Quiet in my Town
Written as a love letter to my favorite comic series, Neil Gaiman’s Sandman, this is a bit of fanfiction I wrote some years back just mostly for fun. I hope you enjoy it.
Quiet in my Town
by Jace Ridley
I was on a Bus.
I remember that.
Taking the metroliner from the LOVE statue back to the NorthEast is a kind of daily ritual for me. Or it was. Every day is the same, really. People come and go, sit and stand and board and disembark and you see them. You know, you never look at people’s faces on the bus? You see people, but you never remember seeing faces.
But her face? I remember her face.
She was on the bus with me that day, sitting off to one side. I remember she was listening to music, wearing the kind of earbuds that come with new MP3 players.
I didn’t think much of it at the time. Of her being there, I mean. Does anyone? You go through your life seeing hundreds or thousands of people every day. What’s one more face?
So the bus did what buses do; it rode and made it stops. It took on passengers and let others off. It was a normal day.
Nothing new.
I’d grown to know every stop so well, I could close my eyes and still know exactly where we were.
….And then it was very quiet. I noticed. It was different.
No traffic sounds or muffled conversations. No hacking coughs or crying babies. No vibrating diesel motor resonating off the cold steel paneling.

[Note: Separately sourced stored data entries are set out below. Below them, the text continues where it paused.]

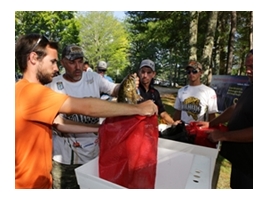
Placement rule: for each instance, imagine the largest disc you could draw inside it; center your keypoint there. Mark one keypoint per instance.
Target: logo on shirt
(90, 81)
(192, 107)
(60, 85)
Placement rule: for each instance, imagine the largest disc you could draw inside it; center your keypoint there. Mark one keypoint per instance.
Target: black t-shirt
(153, 95)
(240, 154)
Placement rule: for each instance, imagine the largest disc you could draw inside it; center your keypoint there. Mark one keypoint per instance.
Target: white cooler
(179, 166)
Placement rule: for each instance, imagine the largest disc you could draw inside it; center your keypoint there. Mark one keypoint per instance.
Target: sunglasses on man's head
(44, 38)
(194, 71)
(101, 70)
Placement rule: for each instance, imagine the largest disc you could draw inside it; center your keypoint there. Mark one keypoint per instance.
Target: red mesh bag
(128, 151)
(201, 134)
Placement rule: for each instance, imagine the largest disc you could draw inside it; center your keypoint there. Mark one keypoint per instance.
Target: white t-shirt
(64, 150)
(194, 101)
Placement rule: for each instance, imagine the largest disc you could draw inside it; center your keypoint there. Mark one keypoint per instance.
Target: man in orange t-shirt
(37, 106)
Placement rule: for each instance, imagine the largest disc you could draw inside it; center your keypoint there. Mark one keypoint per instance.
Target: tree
(103, 37)
(209, 44)
(58, 26)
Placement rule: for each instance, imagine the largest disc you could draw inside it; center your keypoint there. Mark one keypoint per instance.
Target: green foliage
(58, 26)
(103, 37)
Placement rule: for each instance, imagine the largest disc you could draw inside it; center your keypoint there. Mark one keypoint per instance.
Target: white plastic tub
(179, 166)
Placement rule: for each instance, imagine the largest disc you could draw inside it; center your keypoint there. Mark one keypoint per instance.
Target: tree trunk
(251, 31)
(207, 50)
(193, 31)
(231, 42)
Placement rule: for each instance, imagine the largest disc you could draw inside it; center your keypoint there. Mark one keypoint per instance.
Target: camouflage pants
(63, 176)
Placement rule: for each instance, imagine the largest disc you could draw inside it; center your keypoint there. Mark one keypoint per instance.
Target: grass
(222, 166)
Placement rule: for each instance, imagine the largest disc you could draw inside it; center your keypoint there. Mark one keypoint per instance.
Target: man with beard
(71, 150)
(237, 142)
(36, 107)
(147, 90)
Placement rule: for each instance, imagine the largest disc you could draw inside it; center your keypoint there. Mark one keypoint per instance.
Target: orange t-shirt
(35, 109)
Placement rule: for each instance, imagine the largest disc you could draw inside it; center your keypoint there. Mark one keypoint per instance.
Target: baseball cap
(72, 52)
(102, 65)
(147, 63)
(194, 64)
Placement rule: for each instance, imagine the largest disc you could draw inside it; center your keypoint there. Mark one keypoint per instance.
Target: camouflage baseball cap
(194, 64)
(72, 52)
(147, 63)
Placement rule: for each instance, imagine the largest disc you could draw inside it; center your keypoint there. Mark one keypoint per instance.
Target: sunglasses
(101, 70)
(44, 38)
(194, 71)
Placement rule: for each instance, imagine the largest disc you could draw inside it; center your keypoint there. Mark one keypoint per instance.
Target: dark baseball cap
(72, 52)
(194, 64)
(147, 63)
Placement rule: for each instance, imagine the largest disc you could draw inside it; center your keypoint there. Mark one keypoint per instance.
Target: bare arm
(224, 117)
(177, 115)
(211, 116)
(168, 118)
(69, 126)
(95, 107)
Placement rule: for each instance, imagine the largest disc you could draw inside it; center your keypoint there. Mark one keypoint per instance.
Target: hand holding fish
(148, 108)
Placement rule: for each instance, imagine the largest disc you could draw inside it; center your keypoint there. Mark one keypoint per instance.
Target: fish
(128, 92)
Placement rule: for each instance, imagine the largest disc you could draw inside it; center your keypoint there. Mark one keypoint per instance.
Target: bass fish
(127, 91)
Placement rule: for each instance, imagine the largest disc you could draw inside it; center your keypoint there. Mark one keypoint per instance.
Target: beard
(44, 78)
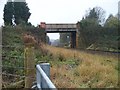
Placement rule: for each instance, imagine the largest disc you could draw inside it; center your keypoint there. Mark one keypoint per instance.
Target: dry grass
(93, 70)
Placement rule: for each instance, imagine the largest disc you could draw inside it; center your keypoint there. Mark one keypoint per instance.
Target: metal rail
(43, 74)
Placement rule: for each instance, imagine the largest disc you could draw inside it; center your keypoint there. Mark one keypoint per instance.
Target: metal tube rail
(43, 80)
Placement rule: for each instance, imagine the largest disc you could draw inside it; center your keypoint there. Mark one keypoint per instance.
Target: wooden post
(29, 62)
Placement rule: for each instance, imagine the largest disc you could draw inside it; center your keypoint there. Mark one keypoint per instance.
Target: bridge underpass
(63, 28)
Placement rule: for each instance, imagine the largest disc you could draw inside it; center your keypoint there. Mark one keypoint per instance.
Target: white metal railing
(43, 75)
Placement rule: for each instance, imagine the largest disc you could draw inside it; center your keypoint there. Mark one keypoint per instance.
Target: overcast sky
(63, 11)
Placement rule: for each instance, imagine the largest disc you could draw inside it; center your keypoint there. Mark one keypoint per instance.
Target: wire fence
(13, 69)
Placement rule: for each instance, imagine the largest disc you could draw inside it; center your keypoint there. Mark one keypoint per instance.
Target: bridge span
(63, 28)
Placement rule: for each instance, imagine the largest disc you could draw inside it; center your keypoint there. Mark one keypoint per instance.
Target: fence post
(29, 65)
(46, 68)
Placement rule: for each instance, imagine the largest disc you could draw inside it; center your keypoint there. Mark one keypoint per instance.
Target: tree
(65, 38)
(16, 12)
(8, 13)
(21, 12)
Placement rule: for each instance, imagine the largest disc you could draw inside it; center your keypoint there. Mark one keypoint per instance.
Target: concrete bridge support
(73, 40)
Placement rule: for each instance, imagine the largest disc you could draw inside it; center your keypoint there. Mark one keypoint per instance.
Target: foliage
(97, 13)
(13, 50)
(65, 38)
(93, 35)
(81, 69)
(8, 13)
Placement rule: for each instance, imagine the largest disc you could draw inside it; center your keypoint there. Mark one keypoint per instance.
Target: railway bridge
(63, 28)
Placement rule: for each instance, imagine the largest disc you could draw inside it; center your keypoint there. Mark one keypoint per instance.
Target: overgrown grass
(78, 69)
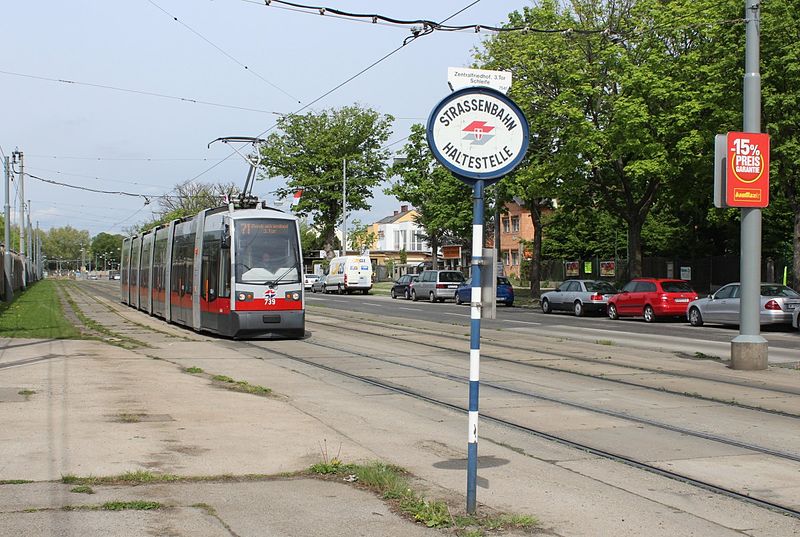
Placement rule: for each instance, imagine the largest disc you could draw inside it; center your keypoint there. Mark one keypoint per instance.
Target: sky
(62, 59)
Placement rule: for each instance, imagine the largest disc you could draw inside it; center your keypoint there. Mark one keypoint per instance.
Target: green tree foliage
(310, 151)
(107, 248)
(443, 202)
(65, 244)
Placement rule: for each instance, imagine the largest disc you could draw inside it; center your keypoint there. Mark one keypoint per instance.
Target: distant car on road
(437, 285)
(309, 279)
(402, 286)
(778, 303)
(318, 286)
(579, 297)
(652, 298)
(504, 295)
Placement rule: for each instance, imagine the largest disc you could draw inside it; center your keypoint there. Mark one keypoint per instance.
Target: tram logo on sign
(478, 132)
(269, 297)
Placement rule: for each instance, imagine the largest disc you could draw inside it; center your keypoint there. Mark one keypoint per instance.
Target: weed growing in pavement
(136, 505)
(391, 483)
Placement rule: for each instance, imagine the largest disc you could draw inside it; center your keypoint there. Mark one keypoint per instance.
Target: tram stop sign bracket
(478, 134)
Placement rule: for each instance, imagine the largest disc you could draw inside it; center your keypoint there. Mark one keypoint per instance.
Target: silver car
(778, 304)
(437, 285)
(579, 297)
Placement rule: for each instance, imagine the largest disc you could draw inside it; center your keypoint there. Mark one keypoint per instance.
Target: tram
(235, 271)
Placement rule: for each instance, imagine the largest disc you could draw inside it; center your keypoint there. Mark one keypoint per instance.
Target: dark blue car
(505, 293)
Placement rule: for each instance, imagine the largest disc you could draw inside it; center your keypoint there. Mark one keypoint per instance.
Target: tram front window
(267, 251)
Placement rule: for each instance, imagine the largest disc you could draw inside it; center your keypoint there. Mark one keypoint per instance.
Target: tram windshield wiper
(281, 277)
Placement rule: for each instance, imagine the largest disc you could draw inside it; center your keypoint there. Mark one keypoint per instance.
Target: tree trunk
(634, 248)
(536, 262)
(796, 250)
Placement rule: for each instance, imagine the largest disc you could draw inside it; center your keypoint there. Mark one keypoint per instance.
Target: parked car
(652, 298)
(437, 285)
(778, 303)
(402, 285)
(318, 286)
(504, 295)
(579, 297)
(309, 279)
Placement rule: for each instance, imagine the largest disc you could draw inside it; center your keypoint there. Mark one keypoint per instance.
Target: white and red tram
(233, 272)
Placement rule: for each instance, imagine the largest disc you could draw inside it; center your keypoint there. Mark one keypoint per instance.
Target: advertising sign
(747, 169)
(478, 134)
(462, 77)
(608, 268)
(572, 268)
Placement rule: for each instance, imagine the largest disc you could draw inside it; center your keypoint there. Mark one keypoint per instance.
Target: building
(516, 231)
(393, 234)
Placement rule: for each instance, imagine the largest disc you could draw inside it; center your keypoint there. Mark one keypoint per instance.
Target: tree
(108, 246)
(67, 244)
(310, 151)
(443, 202)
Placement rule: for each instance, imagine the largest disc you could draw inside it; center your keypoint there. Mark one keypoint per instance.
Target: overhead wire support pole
(9, 288)
(474, 344)
(749, 350)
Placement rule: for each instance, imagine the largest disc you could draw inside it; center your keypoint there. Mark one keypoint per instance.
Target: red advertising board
(747, 169)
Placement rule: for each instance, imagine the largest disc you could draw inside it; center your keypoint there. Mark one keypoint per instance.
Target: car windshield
(452, 277)
(266, 251)
(600, 287)
(779, 290)
(676, 287)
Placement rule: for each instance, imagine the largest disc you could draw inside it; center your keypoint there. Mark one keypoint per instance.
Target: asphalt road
(673, 335)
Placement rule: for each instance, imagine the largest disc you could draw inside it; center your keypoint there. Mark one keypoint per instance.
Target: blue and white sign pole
(480, 135)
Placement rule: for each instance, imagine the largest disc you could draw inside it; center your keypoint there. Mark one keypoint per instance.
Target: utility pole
(9, 289)
(344, 206)
(749, 349)
(17, 154)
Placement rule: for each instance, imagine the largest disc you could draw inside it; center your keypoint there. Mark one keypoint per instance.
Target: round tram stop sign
(478, 134)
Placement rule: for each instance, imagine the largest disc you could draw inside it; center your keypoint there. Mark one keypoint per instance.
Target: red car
(651, 298)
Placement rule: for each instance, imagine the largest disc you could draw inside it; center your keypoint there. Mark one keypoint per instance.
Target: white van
(349, 273)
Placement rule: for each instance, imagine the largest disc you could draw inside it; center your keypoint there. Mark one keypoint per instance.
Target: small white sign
(462, 77)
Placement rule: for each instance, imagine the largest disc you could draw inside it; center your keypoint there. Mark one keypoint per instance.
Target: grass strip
(36, 314)
(392, 484)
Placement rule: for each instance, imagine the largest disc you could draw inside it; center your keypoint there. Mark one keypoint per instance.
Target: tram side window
(210, 270)
(225, 273)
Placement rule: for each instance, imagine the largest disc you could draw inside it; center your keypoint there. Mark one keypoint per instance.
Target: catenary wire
(226, 54)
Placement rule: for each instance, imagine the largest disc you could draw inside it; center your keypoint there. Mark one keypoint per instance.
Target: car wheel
(695, 319)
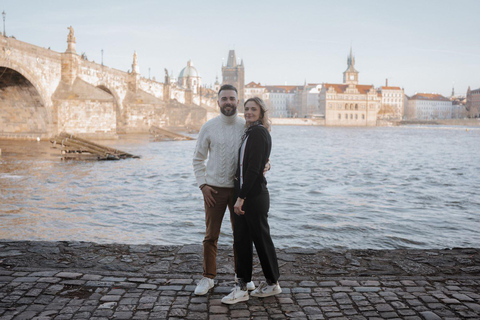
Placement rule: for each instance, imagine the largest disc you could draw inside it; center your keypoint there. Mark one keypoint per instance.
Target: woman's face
(252, 112)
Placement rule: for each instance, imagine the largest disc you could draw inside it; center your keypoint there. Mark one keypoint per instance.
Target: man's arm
(199, 167)
(200, 156)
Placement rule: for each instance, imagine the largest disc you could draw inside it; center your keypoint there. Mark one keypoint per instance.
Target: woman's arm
(254, 159)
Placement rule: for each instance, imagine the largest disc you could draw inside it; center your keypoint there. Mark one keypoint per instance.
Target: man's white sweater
(219, 141)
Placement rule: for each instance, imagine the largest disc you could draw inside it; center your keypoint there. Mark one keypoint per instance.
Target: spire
(135, 63)
(71, 40)
(232, 59)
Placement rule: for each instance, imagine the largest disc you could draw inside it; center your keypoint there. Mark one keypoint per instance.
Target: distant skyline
(421, 46)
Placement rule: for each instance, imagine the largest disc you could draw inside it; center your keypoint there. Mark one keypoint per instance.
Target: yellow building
(349, 103)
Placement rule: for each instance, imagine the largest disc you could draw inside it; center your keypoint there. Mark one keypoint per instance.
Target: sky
(421, 46)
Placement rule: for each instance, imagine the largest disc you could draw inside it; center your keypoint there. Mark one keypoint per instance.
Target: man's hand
(267, 167)
(237, 208)
(208, 193)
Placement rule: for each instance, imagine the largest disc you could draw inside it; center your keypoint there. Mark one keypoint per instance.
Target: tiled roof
(288, 89)
(429, 96)
(254, 85)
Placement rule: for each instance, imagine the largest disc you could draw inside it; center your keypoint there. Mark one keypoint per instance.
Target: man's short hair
(227, 87)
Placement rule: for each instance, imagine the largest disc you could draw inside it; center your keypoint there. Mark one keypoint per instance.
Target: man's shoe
(203, 286)
(237, 295)
(266, 290)
(250, 285)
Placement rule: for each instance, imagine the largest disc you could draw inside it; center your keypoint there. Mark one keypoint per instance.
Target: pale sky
(422, 46)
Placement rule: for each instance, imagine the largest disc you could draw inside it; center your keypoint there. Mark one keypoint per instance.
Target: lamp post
(4, 14)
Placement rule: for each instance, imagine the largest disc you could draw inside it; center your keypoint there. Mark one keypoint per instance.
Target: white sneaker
(266, 290)
(203, 286)
(250, 285)
(237, 295)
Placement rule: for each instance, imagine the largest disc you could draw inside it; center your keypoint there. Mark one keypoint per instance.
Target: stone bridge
(43, 92)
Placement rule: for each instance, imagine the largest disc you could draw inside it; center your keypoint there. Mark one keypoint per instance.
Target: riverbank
(83, 280)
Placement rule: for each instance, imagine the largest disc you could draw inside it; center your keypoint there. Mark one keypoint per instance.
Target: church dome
(188, 71)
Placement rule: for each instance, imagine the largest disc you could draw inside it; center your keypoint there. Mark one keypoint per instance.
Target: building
(234, 74)
(473, 103)
(276, 101)
(307, 100)
(429, 106)
(189, 78)
(253, 89)
(349, 103)
(392, 103)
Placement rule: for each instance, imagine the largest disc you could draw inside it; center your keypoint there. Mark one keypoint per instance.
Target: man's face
(228, 102)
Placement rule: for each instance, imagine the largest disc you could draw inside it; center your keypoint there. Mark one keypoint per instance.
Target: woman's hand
(237, 208)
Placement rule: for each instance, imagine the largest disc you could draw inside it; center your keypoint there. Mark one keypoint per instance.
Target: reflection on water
(402, 187)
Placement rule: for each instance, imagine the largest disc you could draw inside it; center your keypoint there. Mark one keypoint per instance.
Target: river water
(379, 188)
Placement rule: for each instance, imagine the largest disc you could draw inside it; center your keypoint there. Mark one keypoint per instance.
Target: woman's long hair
(265, 121)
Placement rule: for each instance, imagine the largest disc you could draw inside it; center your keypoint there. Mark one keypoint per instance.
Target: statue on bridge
(71, 41)
(167, 77)
(71, 37)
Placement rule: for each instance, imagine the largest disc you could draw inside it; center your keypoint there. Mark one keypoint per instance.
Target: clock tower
(350, 76)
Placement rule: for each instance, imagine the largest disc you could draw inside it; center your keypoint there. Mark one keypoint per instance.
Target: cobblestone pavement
(78, 280)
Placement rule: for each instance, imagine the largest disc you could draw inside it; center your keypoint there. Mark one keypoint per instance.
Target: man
(219, 141)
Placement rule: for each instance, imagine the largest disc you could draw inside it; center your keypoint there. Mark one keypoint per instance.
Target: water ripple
(380, 188)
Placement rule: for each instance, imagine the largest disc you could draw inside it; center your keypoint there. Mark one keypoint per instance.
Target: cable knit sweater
(219, 140)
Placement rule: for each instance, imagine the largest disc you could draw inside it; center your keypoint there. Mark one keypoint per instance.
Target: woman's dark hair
(263, 111)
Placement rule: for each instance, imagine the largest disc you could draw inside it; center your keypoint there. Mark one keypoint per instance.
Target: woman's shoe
(266, 290)
(237, 295)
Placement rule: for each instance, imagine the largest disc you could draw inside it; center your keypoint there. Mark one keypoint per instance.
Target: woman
(251, 207)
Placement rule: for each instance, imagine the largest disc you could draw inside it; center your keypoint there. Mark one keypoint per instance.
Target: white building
(190, 78)
(392, 103)
(276, 100)
(253, 89)
(429, 106)
(307, 100)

There was nothing. No sound. It was only for a second, I think, maybe two, but it felt like hours. The quiet was so thick in the air during that short span of time, it was almost disturbing. Things seemed to slow down. Maybe time hiccuped? Whatever it was, it was gone almost as soon as it was there.
It all came roaring back in an anvil chorus of blaring horns and squealing wheels. There was the shriek of shattering glass, and the metal groaned beneath twisted pressure from impact.
Violent shaking and scattered cries. Screams. Shifting weight as the pavement rushed at the window where my hand rested to steady myself.
I was struck from behind as someone, or maybe multiple somesons, fell against me. My chest hit the wall hard and drove the air from my lungs. Movement stopped. For a moment I could see the yellow street lines, and broken glass, and blood.
And there was pain. And then there was crying. And then there was quiet.
My eyes closed and I had a sensation of floating. The pain was there, but it was like it was someone else’s pain right then.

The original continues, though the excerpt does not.